Trump’s list of under-reported attacks contains 0 perpetrated by white supremacists or Islamophobes
A person in America is much more likely to be killed by a right-wing extremist than a Muslim.
The Trump administration’s list of 78 terror attacks it believes didn’t receive adequate media coverage contains zero perpetrated by white supremacists, Islamophobes, or right-wing extremists.
It also contains numerous attacks that received wall-to-wall media coverage, such as the San Bernardino mass shooting (for which the Los Angeles Times won a Pulitzer Prize) and the November 2015 attacks in Paris. The BBC covered every single attack on the list.
There are indications it was produced hastily:
White House officials promised to provide the media with a list earlier Monday following President Trump’s speech to CENTCOM, where he accused the media of trying to cover up for terrorists — a line pushed by conspiracy theory websites like Infowars.
“You’ve seen what happened in Paris, and Nice. All over Europe, it’s happening,” Trump said. “It’s gotten to a point where it’s not even being reported. And in many cases the very, very dishonest press doesn’t want to report it. They have their reasons, and you understand that.”
Left unmentioned during that speech and during any other public comment Trump has made is a January 29 mass shooting at a mosque in Quebec City that left six dead and was reportedly perpetrated by a white nationalist, anti-immigrant Trump fan. And Trump’s list of underreported attacks omits recent mass shootings in the U.S. like the murder of nine African American worshippers at the historically black Emanuel A.M.E. Church in Charleston in June 2015 and the murder of three people at a Planned Parenthood clinic in Colorado Springs a few months later that were committed by white non-Muslim men linked to extremist ideologies.

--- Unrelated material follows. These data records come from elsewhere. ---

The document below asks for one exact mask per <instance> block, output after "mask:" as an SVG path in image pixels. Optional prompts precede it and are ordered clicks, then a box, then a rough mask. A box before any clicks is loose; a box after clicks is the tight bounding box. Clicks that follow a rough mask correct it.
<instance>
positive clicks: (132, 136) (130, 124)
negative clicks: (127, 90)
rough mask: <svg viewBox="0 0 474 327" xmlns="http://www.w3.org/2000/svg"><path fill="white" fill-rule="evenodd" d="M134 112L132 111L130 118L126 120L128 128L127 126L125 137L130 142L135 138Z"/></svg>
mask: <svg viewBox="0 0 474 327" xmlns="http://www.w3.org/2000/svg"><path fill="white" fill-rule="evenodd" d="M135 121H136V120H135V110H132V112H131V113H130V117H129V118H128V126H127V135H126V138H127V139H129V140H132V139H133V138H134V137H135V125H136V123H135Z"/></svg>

Three days after the Quebec City shooting, Reuters reported that the Trump administration wants a federal counter-terrorism program to stop focusing on violent white supremacists and any other extremist groups not comprised of Muslims. Asked about that report during a press conference last week, Press Secretary Sean Spicer didn’t deny it.
Despite the Trump administration’s focus on Muslims, a study published in 2015 found that people in America are seven times as likely to be killed by a right-wing extremist than a Muslim attacker.